New York Grants First Batch of Growing Licenses

Stephen Andrews
15 Apr 2022

State regulators approve a total of 52 licenses, allowing hemp farmers to grow marijuana for the upcoming adult market. This is the first round of permits authorized by New York officials. Governor Hochul's administration recently also introduced other regulatory changes in preparation for the official market launch later this year.

New York's Cannabis Control Board approved the licenses under a recent law that allows hemp growers to cultivate marijuana for the legal recreational market for two years. 

State regulators voted Thursday, April 14, to grant so-called conditional marijuana cultivation licenses to hemp businesses as one of the first steps towards ensuring an adequate supply of cannabis as the state prepares to officially launch adult-use retail later this year. 

The granting of licenses will enable farmers to benefit from this year's growing season and harvest in October, said Allan Gandelman, a Cortland-based hemp grower who received one of the licenses and is also the president of the New York Cannabis Growers and Processors Association. 

"We have a narrow window here. Most people are planting cannabis in our area around May and June. So we're pretty much there," Gandelman said

Under New York regulations, farmers can cultivate crops over a one-acre area (0.4 hectares), which is little more than half the space in a greenhouse. Farmers can also split between outdoor and greenhouse grows. 

Gov. Kathy Hochul said the cultivation licenses would help "jump-start" what's projected to become one of the biggest legal pot markets in the U.S.

New York legalized the recreational use of marijuana in March 2021. While the law immediately allowed New Yorkers to smoke pot freely, statewide retail sales are still due to commence. Official sales are expected to launch by the end of the year and get into full swing by spring next year. 

"New York's farms have been the backbone of our state's economy since before the American Revolution, and now, New York's farms will be at the center of the most equitable cannabis industry in the nation," Hochul said in a press release statement. 

She added: "I'm proud to announce the first adult-use cannabis cultivation licenses in the state, and I'm proud of the work the Office of Cannabis Management and the Cannabis Control Board are doing to get adult-use cannabis sales up and running as fast as possible without compromising our mission to uplift communities and individuals most impacted by the past century of cannabis prohibition."

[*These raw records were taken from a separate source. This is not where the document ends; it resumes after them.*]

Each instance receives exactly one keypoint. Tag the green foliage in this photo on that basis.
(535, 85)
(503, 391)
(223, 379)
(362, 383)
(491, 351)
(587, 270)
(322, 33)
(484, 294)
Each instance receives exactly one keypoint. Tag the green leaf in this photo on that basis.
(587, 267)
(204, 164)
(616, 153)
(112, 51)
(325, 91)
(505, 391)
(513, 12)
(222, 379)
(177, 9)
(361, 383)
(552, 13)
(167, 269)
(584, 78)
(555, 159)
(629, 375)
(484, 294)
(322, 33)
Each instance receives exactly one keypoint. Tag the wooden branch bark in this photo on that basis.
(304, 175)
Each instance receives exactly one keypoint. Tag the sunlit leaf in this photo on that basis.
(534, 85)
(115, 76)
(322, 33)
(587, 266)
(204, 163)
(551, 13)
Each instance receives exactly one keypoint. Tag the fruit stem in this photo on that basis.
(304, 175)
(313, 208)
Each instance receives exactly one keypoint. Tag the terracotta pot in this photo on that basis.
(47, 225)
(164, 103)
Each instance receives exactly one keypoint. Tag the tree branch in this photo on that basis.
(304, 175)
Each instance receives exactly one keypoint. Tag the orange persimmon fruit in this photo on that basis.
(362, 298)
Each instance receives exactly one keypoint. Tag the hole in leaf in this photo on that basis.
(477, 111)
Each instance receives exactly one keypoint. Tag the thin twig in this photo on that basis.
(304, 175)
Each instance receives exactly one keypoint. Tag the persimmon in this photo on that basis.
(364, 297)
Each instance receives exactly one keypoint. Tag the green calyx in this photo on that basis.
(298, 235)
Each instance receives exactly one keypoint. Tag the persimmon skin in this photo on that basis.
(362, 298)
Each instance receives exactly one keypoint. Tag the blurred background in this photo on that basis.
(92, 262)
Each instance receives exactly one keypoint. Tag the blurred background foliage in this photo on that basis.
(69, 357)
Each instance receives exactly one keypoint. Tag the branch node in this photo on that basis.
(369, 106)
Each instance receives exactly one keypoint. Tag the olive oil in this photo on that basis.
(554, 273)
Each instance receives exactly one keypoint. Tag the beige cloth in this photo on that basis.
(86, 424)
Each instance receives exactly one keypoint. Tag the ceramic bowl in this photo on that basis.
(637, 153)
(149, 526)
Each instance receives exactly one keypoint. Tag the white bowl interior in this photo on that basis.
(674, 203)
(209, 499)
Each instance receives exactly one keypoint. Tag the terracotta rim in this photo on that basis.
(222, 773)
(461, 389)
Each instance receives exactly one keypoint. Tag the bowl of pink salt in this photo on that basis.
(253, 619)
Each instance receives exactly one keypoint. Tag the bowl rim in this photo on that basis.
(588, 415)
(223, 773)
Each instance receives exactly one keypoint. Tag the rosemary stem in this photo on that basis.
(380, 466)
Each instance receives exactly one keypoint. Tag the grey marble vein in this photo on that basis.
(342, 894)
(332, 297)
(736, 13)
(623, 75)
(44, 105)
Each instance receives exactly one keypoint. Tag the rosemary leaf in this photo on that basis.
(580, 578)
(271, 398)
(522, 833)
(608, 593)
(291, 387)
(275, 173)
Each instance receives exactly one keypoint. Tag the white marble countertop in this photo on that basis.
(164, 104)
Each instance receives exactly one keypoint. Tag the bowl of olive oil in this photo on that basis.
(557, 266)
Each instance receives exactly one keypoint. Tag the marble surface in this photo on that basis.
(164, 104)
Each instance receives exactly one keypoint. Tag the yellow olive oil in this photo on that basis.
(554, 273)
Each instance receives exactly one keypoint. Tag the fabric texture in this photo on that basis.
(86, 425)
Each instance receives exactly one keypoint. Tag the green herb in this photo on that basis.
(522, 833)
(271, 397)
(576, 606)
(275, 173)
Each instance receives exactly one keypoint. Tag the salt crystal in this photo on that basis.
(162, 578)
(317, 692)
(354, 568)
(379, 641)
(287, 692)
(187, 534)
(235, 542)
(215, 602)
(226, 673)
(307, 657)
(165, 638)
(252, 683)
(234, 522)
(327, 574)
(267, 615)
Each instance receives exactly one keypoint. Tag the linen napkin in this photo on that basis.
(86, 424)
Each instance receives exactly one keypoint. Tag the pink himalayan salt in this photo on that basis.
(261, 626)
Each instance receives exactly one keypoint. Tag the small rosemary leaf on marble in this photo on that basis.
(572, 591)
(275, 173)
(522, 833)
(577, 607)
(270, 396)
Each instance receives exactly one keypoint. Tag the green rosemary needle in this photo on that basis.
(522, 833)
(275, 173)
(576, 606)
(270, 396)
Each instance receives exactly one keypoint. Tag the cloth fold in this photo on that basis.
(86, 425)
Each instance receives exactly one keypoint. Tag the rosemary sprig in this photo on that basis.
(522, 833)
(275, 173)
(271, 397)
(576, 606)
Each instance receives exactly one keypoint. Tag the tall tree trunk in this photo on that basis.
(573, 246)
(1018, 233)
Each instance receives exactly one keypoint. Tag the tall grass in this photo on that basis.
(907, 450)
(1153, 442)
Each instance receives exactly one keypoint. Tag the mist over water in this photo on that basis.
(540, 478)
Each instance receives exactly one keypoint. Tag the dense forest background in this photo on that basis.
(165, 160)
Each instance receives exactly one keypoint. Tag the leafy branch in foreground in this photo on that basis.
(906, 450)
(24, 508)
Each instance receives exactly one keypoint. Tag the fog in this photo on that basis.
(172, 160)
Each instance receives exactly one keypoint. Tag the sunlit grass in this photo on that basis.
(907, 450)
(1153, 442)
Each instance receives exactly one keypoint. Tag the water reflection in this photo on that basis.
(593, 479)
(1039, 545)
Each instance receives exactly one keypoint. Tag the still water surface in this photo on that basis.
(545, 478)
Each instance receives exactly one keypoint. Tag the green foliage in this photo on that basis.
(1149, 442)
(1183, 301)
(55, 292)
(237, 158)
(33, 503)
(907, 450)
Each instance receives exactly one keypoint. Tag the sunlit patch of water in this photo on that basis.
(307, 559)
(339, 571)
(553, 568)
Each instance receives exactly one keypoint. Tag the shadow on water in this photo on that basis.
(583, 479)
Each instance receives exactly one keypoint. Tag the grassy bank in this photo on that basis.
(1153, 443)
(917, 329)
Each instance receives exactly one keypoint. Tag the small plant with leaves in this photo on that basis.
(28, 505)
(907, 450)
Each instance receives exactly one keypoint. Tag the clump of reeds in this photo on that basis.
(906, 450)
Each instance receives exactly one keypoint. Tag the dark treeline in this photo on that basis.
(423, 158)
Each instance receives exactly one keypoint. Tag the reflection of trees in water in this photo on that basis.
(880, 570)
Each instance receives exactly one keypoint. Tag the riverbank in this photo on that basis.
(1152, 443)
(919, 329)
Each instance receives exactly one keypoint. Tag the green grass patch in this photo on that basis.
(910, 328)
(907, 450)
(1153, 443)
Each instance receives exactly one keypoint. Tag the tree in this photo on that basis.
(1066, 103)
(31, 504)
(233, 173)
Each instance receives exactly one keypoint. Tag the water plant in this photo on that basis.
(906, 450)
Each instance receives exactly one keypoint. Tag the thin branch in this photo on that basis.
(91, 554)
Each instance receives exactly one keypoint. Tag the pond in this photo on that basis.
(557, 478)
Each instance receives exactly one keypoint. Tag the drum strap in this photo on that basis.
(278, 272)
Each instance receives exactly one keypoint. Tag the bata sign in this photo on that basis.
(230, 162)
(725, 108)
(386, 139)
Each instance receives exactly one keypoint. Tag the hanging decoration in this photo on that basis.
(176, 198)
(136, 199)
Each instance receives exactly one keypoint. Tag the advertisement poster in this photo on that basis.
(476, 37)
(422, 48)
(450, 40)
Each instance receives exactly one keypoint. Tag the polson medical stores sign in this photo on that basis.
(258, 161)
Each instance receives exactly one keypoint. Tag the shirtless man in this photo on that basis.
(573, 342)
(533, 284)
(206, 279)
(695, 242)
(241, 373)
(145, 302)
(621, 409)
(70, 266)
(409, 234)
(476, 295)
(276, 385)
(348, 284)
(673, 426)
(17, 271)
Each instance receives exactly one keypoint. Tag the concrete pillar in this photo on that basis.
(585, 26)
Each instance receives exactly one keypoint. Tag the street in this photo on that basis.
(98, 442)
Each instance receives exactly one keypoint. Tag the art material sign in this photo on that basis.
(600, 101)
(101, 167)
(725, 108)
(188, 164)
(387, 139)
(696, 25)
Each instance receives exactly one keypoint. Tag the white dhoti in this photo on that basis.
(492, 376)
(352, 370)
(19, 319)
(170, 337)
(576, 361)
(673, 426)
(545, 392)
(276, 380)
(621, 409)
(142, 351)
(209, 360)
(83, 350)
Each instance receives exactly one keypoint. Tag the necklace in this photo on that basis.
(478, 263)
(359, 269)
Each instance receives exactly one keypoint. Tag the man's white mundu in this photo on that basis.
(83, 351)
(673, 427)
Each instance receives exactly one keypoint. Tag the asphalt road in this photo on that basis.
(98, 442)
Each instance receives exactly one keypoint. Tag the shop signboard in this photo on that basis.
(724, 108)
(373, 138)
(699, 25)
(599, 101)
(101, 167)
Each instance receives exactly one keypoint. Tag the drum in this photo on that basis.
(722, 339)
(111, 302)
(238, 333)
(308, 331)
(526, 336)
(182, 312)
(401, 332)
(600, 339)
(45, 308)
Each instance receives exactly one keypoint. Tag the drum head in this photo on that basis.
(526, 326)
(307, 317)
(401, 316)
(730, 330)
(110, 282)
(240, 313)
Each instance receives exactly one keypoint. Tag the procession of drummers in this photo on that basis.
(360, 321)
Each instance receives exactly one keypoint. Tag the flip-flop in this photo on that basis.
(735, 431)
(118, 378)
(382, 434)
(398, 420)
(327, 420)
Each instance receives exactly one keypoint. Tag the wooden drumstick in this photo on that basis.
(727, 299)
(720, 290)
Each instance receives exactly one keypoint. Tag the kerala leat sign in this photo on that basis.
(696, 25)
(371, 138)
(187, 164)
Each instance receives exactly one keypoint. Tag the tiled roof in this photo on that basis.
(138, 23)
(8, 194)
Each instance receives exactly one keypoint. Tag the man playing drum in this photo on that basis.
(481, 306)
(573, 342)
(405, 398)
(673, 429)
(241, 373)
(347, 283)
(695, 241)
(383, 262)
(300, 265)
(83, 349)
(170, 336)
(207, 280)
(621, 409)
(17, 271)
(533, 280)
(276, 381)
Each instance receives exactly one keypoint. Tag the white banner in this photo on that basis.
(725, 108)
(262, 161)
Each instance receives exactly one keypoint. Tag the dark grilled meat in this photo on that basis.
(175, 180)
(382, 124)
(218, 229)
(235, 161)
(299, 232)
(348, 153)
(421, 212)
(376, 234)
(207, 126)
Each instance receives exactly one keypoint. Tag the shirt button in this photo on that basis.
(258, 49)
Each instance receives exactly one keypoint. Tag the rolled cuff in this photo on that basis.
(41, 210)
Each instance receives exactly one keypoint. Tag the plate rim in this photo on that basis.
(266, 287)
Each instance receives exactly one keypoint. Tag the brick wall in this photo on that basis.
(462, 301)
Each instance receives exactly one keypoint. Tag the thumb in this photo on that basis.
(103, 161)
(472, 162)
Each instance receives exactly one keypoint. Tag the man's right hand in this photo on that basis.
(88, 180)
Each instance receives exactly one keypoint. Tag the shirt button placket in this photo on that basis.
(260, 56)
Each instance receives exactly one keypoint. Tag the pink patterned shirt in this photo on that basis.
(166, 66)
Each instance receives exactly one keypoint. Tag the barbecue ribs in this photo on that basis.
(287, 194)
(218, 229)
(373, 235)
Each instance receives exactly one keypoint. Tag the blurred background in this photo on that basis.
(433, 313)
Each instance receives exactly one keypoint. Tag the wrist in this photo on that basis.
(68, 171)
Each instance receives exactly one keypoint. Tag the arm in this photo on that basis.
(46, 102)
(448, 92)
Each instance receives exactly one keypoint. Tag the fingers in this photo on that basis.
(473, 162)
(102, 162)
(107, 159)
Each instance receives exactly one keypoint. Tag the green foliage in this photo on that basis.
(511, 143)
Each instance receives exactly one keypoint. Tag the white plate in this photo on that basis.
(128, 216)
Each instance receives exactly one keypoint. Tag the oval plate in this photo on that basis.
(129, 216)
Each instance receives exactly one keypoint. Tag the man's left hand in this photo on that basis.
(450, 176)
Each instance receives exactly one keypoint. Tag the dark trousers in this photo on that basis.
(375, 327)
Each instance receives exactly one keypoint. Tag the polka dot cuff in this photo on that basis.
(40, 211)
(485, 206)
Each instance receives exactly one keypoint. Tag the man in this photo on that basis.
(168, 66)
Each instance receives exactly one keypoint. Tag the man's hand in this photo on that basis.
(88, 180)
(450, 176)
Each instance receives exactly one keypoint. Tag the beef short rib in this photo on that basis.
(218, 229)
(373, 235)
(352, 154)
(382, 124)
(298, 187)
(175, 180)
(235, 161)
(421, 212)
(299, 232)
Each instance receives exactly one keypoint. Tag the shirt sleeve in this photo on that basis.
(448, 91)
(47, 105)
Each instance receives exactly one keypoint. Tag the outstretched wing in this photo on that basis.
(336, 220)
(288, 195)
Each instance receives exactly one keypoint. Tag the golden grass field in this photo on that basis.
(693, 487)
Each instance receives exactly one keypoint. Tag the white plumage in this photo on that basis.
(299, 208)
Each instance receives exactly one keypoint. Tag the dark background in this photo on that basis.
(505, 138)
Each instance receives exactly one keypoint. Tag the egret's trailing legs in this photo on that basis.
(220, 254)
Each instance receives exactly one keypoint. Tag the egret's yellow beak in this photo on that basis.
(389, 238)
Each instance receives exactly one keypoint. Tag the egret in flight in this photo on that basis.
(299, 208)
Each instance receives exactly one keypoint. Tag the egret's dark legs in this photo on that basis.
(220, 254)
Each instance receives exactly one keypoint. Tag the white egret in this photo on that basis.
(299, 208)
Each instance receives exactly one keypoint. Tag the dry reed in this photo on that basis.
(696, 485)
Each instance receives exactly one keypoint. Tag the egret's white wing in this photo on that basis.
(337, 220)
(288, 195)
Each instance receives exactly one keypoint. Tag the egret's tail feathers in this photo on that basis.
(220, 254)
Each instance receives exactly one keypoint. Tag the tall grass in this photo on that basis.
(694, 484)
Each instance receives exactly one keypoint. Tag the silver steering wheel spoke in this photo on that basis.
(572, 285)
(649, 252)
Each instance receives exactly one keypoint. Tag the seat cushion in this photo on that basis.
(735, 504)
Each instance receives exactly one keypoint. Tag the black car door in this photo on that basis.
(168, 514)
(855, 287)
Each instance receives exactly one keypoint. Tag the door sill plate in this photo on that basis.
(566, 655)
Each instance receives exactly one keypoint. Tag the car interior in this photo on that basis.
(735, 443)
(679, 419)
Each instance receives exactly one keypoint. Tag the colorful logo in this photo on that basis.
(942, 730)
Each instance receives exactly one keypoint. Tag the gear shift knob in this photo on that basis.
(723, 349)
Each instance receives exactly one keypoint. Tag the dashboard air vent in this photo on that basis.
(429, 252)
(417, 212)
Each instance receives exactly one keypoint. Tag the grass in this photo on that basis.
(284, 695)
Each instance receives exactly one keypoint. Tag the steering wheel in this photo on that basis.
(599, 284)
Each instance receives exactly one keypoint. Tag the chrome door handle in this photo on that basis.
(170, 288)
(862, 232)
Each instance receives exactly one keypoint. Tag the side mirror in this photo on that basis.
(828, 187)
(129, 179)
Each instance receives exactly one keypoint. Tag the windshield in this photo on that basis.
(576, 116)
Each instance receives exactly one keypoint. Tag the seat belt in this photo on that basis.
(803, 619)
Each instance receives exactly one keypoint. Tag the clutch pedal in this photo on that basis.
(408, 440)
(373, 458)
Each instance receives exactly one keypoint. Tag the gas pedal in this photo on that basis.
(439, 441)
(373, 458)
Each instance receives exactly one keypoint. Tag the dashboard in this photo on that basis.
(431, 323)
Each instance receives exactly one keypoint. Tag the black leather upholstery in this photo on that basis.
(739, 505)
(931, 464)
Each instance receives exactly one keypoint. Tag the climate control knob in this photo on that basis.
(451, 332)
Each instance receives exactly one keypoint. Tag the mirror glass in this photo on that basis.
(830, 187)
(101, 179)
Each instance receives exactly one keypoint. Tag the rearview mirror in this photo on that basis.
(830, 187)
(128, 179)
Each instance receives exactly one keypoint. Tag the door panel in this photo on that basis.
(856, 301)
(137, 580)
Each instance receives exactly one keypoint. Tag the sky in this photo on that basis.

In addition, New York regulators advanced a rule last month to prioritize individuals and families who have been affected by convictions and past marijuana laws. The first round of adult-use marijuana retailer licenses will be granted to this group of applicants before proceeding with existing medical cannabis businesses. 

The licensing development is part of what the Hochul administration calls the "Seeding Opportunity Initiative," which she also announced last month. 

Office of Cannabis Management (OCM) Executive Director Chris Alexander said that he expects around 200 "justice-involved" applicants to receive the priority licenses under the proposal. However, a recent poll found that most New Yorkers are against this measure. 

New York's social equity program

With a projected value of over $2 billion, New York's marijuana market is expected to see a full launch by the spring of 2023. Half of all adult-use licenses are planned for social and economic equity applicants. The state will also allocate 40% of the tax revenue to community investment funds.

By many merits, New York appears to be building a golden standard social equity program. Under the program, social equity participants are subject to low or zero-interest loans and reduced or waived fees. State regulators are also bound to provide training for people of color, women, veterans of war, and others who qualify as social equity applicants. 

Existing medical marijuana operators can convert up to three medical dispensaries into hybrid shops, given that they settle a one-time "special-licensing fee." The money from those fees will be allocated for funding social equity grants. 

Last but not least, those who obtain social equity licenses are not allowed to sell or pass possession of their licenses within the first three years of business.